Does Falconer replace existing tools like GitHub or Slack?

Falconer is described as connecting to existing tools including GitHub, Slack, and Linear. The page emphasizes integration rather than replacing these tools.

What does “self-updating” mean for internal documentation?

The site states that internal docs keep themselves organized and up to date. The exact mechanisms are not detailed beyond that description.

Can Falconer be used to find information about code and tribal knowledge?

Yes. Falconer is described as having a unified, self-maintaining memory bank for tribal knowledge, docs, and code that supports asking and searching.

Is Falconer designed for use by teams beyond engineering?

Yes.

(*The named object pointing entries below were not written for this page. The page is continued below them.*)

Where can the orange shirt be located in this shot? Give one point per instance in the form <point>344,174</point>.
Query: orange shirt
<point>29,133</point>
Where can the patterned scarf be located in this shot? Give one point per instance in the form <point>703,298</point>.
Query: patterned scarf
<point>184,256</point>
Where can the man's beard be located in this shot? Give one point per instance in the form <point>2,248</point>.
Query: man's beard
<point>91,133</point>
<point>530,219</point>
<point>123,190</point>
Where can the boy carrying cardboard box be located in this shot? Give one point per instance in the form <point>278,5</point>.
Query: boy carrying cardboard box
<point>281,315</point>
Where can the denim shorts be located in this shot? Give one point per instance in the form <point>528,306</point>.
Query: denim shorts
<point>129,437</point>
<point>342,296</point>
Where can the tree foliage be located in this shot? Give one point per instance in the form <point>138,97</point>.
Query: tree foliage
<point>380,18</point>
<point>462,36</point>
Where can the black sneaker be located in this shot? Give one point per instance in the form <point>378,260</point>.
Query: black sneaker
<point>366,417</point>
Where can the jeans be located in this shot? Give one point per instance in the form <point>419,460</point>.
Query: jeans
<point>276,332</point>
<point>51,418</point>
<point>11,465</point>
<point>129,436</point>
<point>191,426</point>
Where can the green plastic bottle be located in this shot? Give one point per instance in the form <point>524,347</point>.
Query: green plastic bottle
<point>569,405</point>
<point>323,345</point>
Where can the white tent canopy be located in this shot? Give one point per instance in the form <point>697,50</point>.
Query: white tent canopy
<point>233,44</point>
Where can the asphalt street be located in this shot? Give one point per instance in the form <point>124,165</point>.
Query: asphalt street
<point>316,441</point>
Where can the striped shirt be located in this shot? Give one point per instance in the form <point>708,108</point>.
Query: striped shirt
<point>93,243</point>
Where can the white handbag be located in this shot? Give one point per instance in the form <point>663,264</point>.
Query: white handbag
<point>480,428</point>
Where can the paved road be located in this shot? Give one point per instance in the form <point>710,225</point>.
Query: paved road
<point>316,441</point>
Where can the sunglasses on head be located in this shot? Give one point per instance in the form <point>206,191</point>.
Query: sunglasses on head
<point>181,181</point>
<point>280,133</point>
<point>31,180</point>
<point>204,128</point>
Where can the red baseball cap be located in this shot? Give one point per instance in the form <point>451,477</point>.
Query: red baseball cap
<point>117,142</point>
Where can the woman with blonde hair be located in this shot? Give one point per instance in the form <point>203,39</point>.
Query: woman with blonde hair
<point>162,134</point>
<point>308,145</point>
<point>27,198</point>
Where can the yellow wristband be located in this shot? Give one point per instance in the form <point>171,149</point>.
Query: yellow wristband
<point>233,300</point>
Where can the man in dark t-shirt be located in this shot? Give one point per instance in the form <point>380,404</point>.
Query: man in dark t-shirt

The platform is positioned as reliable for teams across functions, including engineering and sales.

Alternatives

  • Internal wiki/knowledge bases: Tools that store documentation in a central place (often requiring manual upkeep). These differ by relying more on authors to keep content synchronized.
  • Documentation platforms with search and versioning: Systems that organize docs and allow retrieval, but may not provide the same self-updating organization described for Falconer.
  • Team knowledge hubs or Q&A assistants: Interfaces focused on answering questions from stored knowledge. The distinction in positioning is that Falconer emphasizes self-updating docs and maintaining a unified memory bank connected to dev tools.
  • Agent context/workspace tooling: Solutions that help provide context to AI or coding agents. These typically focus on context delivery, while Falconer also emphasizes documentation and organizational knowledge management.